Se por um lado podemos atribuir à falta de políticas públicas de enfrentamento à violência contra as mulheres o aumento desse tipo de violência (nunca é demais lembrar que de 2004 a 2011, os investimentos federais no programa 0156, de Ampliação e Consolidação da Rede de serviços especializados de atendimento às mulheres em situação de violência, representaram R$ 0,26 por mulher/ano) é a naturalização do machismo a chave para explicar uma tolerância tão grande a esse tipo de violência. É a ideologia machista, arraigada na sociedade e que considera as mulheres inferiores aos homens e justifica o controle exercido sobre as mulheres nos diversos aspectos da vida quotidiana, o que explica essa lógica perversa na qual vítimas são transformadas em culpadas e criminosos em vítimas. Nossa cultura machista ainda insiste em culpar uma mulher que é vítima de estupro, quando deveria responsabilizar o agressor e exigir sua rigorosa punição. Ainda atribui à mulher a responsabilidade por um crime tão brutal como o estupro (sim porque o estupro é um crime, e dos mais brutais), quando o verdadeiro culpado é quem comete a agressão.

Roupas não causam estupros, o que causa estupros são os estupradores. Este tipo de  crime, assim como outras formas de violência contra a mulher acontecem justamente porque, como aponta também a pesquisa do IPEA, ainda persiste a cultura machista de que os homens são a cabeça do lar e, portanto, as mulheres devem obediência a eles, que o sonho de toda mulher é se casar e ter filhos, pois sua realização enquanto pessoa depende disso, que existe “mulher pra casar e mulher pra ir pra cama”, porque não é considerada violência falar mentiras de uma mulher para os outros, ou que “roupa suja se lava em casa, “em briga de marido e mulher não se mete a colher” e os casos de violência dentro de casa devem ser discutidos somente entre os membros da família. Enfim, porque ao invés de educar os meninos para não estuprar, nossa sociedade ensina a eles que meninas que se vestem de uma determinada forma estão provocando e por isso eles estão autorizados a fazer uso daquele corpo “exposto” da forma como bem entenderem.

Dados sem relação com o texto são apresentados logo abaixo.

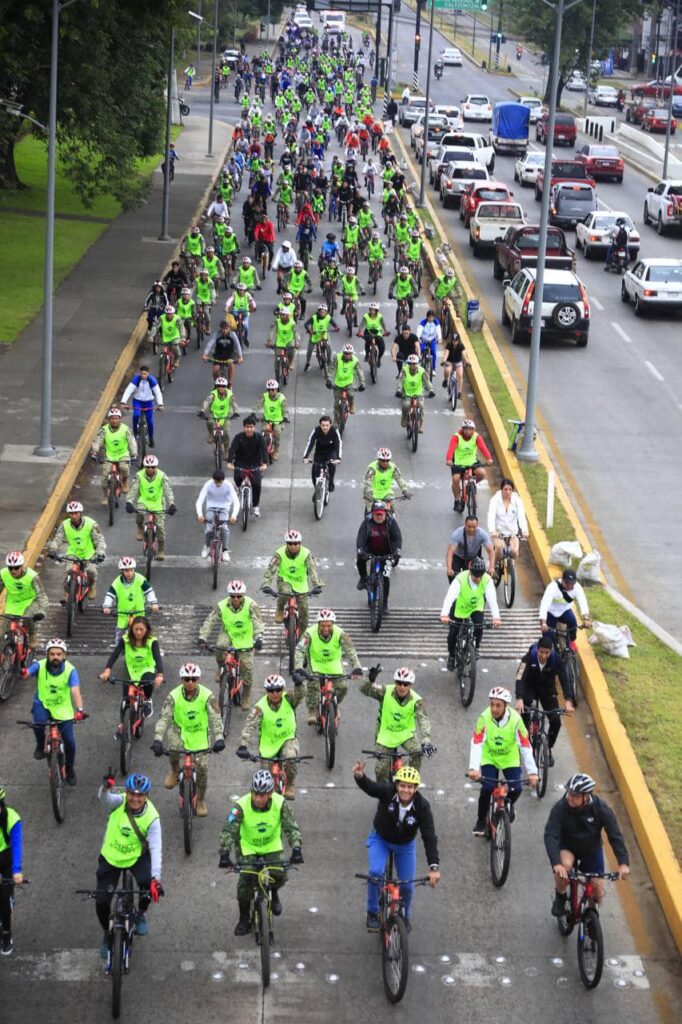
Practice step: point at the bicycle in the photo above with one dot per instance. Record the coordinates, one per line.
(56, 761)
(582, 910)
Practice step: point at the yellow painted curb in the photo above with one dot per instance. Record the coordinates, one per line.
(646, 821)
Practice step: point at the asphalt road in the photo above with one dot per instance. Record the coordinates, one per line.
(469, 940)
(610, 414)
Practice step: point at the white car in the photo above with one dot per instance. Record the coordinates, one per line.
(653, 284)
(526, 167)
(593, 233)
(476, 107)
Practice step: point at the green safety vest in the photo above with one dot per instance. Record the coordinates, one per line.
(122, 847)
(192, 717)
(326, 656)
(275, 727)
(260, 832)
(20, 593)
(54, 691)
(294, 570)
(238, 624)
(139, 660)
(396, 721)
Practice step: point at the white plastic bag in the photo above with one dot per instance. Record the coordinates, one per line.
(563, 552)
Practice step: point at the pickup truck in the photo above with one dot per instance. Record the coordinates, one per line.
(563, 170)
(519, 248)
(663, 206)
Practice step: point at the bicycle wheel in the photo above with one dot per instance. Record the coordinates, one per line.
(500, 848)
(395, 958)
(590, 948)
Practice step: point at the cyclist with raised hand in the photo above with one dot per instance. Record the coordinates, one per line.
(556, 602)
(379, 478)
(79, 538)
(130, 593)
(119, 446)
(254, 827)
(152, 492)
(323, 648)
(401, 812)
(241, 626)
(467, 594)
(132, 841)
(189, 717)
(536, 680)
(26, 594)
(572, 838)
(57, 696)
(465, 450)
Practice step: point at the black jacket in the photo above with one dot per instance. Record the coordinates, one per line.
(389, 827)
(580, 830)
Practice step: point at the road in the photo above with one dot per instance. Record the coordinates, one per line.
(611, 414)
(469, 940)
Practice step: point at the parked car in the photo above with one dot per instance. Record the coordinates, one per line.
(653, 284)
(601, 162)
(565, 309)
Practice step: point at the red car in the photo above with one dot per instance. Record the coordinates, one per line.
(656, 120)
(601, 162)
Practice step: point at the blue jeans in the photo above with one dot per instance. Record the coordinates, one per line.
(41, 718)
(405, 855)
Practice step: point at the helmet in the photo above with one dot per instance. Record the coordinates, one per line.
(274, 683)
(262, 781)
(137, 783)
(189, 671)
(580, 783)
(408, 774)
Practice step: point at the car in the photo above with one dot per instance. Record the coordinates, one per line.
(565, 308)
(601, 162)
(452, 56)
(526, 167)
(565, 129)
(593, 233)
(656, 121)
(653, 284)
(476, 107)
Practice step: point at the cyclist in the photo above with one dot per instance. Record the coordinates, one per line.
(572, 838)
(58, 697)
(464, 451)
(151, 492)
(467, 594)
(556, 605)
(10, 868)
(130, 592)
(254, 827)
(500, 743)
(241, 626)
(323, 648)
(120, 448)
(536, 680)
(379, 478)
(79, 538)
(132, 841)
(190, 716)
(379, 535)
(401, 812)
(26, 594)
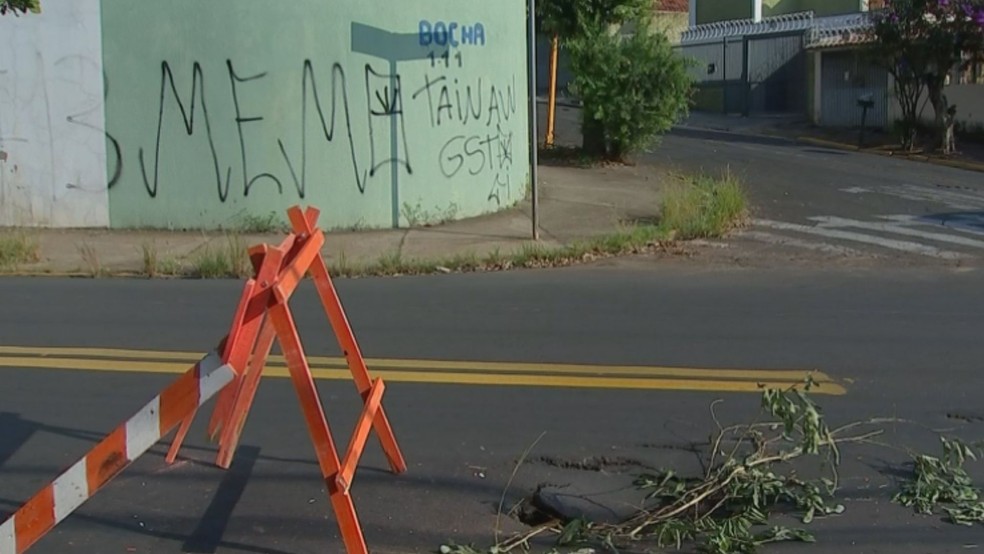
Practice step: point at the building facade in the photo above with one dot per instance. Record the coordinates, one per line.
(802, 57)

Não podemos seguir aceitando isso de forma natural e pacífica. É preciso travar uma luta à morte contra o machismo e os padrões culturais e educacionais que naturalizam a violência contra as mulheres. É preciso exigir do poder público campanhas educativas que combatam a violência contra as mulheres, rigor na punição aos agressores e a incorporação de conteúdos na matriz curricular que digam respeito aos direitos das mulheres. É necessário políticas de promoção da igualdade e um posicionamento firme contra setores conservadores que a todo momento buscam interferir nas políticas públicas que se orientam nesse sentido, como por exemplo a bancada evangélica querer retirar do texto do Plano Nacional da Educação uma das poucas coisas que ele ainda tem de positivo que é a que prevê uma educação voltada para a igualdade de gênero.

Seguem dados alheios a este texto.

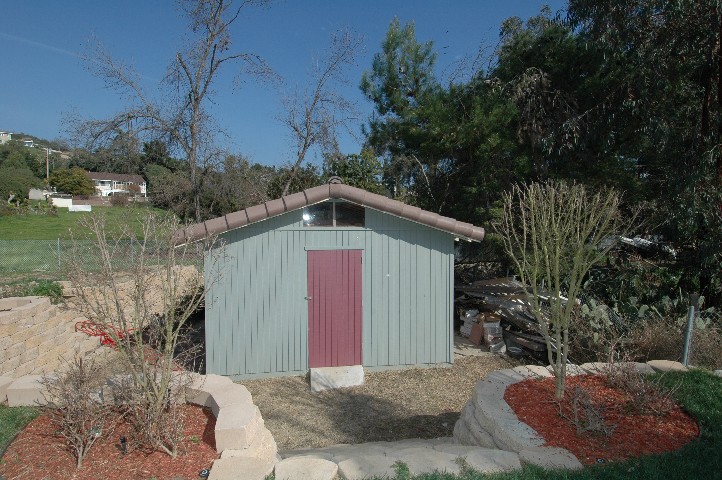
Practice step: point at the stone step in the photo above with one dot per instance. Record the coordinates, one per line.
(306, 468)
(367, 466)
(263, 446)
(236, 426)
(234, 468)
(371, 459)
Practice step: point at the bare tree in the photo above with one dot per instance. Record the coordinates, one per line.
(140, 289)
(554, 233)
(314, 114)
(181, 116)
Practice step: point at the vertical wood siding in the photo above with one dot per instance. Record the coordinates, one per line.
(257, 315)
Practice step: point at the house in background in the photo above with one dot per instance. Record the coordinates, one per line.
(332, 276)
(110, 183)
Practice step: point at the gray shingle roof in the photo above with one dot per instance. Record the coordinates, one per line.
(321, 193)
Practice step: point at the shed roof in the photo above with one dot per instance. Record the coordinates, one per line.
(319, 194)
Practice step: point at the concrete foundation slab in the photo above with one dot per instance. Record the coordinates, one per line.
(305, 468)
(336, 377)
(4, 384)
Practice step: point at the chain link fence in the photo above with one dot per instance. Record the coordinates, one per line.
(42, 257)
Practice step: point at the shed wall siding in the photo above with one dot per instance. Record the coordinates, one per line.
(257, 315)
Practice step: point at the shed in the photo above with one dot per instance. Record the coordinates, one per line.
(331, 276)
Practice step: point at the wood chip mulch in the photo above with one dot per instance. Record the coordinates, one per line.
(391, 405)
(632, 435)
(39, 453)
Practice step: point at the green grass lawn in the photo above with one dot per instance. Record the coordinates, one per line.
(33, 246)
(46, 227)
(12, 421)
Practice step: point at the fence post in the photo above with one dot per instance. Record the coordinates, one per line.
(693, 299)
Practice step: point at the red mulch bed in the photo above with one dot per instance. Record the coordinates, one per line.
(38, 452)
(534, 403)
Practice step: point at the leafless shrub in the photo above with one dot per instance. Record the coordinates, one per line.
(585, 415)
(143, 303)
(644, 397)
(662, 338)
(596, 333)
(75, 405)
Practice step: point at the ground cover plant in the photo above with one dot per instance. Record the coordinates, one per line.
(12, 421)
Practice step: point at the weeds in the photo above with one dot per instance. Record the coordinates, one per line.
(644, 396)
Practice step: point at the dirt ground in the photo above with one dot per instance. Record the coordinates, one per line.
(391, 405)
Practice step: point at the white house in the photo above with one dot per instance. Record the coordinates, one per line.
(110, 183)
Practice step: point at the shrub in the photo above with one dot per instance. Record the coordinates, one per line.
(47, 288)
(146, 315)
(644, 397)
(76, 407)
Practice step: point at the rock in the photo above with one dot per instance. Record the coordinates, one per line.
(487, 460)
(235, 468)
(515, 436)
(533, 371)
(263, 446)
(27, 391)
(237, 426)
(595, 367)
(305, 468)
(367, 466)
(426, 460)
(550, 458)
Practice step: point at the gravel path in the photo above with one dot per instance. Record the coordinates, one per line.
(391, 405)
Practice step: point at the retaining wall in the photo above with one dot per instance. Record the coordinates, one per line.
(35, 335)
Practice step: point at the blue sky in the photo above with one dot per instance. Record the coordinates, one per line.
(43, 77)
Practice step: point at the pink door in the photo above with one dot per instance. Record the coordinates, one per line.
(334, 308)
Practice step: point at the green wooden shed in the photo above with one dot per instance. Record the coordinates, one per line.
(330, 276)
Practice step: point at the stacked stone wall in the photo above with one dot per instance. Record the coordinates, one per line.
(36, 335)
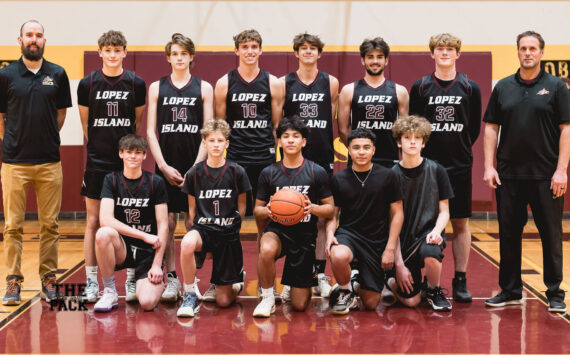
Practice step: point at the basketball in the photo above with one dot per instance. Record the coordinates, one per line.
(287, 206)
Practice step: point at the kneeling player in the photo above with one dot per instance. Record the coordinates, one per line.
(134, 227)
(217, 190)
(426, 189)
(296, 242)
(369, 200)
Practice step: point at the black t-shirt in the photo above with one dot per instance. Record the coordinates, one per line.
(178, 121)
(248, 111)
(376, 109)
(30, 102)
(453, 108)
(135, 201)
(310, 179)
(422, 187)
(365, 210)
(529, 116)
(313, 104)
(216, 192)
(112, 102)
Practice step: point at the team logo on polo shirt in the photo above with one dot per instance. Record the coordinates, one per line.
(47, 81)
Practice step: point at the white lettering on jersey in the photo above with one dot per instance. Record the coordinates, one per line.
(132, 202)
(308, 97)
(183, 101)
(244, 97)
(215, 193)
(179, 128)
(111, 122)
(375, 98)
(250, 124)
(442, 99)
(111, 95)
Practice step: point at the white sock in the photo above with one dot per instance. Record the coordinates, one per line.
(91, 273)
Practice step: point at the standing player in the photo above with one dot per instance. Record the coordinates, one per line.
(313, 95)
(111, 105)
(426, 190)
(216, 191)
(134, 227)
(251, 100)
(178, 105)
(368, 198)
(452, 104)
(296, 242)
(373, 102)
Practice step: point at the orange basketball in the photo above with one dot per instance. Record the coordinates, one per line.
(287, 206)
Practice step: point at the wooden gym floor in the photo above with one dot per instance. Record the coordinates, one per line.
(469, 329)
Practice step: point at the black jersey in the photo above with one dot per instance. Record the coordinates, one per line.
(365, 210)
(216, 192)
(422, 188)
(248, 111)
(454, 111)
(112, 107)
(313, 104)
(179, 118)
(310, 179)
(135, 201)
(376, 109)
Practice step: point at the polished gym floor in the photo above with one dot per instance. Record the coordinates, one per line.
(470, 328)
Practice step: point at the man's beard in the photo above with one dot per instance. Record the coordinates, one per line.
(32, 54)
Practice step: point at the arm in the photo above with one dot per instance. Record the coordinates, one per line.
(173, 176)
(155, 274)
(560, 178)
(434, 237)
(491, 177)
(396, 222)
(61, 117)
(403, 100)
(344, 102)
(107, 219)
(220, 93)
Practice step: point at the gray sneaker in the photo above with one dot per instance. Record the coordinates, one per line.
(12, 295)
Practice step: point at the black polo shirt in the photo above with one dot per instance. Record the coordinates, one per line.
(529, 115)
(30, 102)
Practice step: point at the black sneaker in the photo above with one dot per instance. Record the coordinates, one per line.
(49, 291)
(557, 305)
(12, 295)
(504, 299)
(437, 300)
(460, 291)
(342, 301)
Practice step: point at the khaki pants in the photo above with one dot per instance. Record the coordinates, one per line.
(47, 180)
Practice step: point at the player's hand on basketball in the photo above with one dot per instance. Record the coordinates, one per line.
(404, 279)
(155, 274)
(491, 178)
(558, 183)
(330, 242)
(387, 259)
(434, 238)
(173, 176)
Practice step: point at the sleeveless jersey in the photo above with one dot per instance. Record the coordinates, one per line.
(178, 122)
(377, 109)
(135, 207)
(111, 116)
(313, 104)
(310, 179)
(217, 197)
(447, 109)
(248, 111)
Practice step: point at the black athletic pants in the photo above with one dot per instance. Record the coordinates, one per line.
(513, 196)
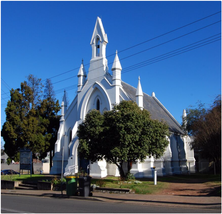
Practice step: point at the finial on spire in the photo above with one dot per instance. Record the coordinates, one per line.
(116, 63)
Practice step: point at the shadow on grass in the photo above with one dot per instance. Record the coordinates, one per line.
(192, 178)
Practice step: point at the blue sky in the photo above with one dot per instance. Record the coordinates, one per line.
(50, 39)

Por outro lado, não podemos nos iludir. Uma vida livre do machismo só é possível numa outra sociedade, numa sociedade sem explorador nem explorado, numa sociedade socialista. Mas isso não significa que a luta contra o machismo deve ficar pra depois da derrota do capitalismo, ao contrário, nossa luta contra o machismo começa aqui e agora, porque pra classe trabalhadora essa ideologia é ainda mais nefasta, nos divide, joga mulheres contra homens, mulheres contra mulheres, quando deveríamos lutar juntos contra a exploração.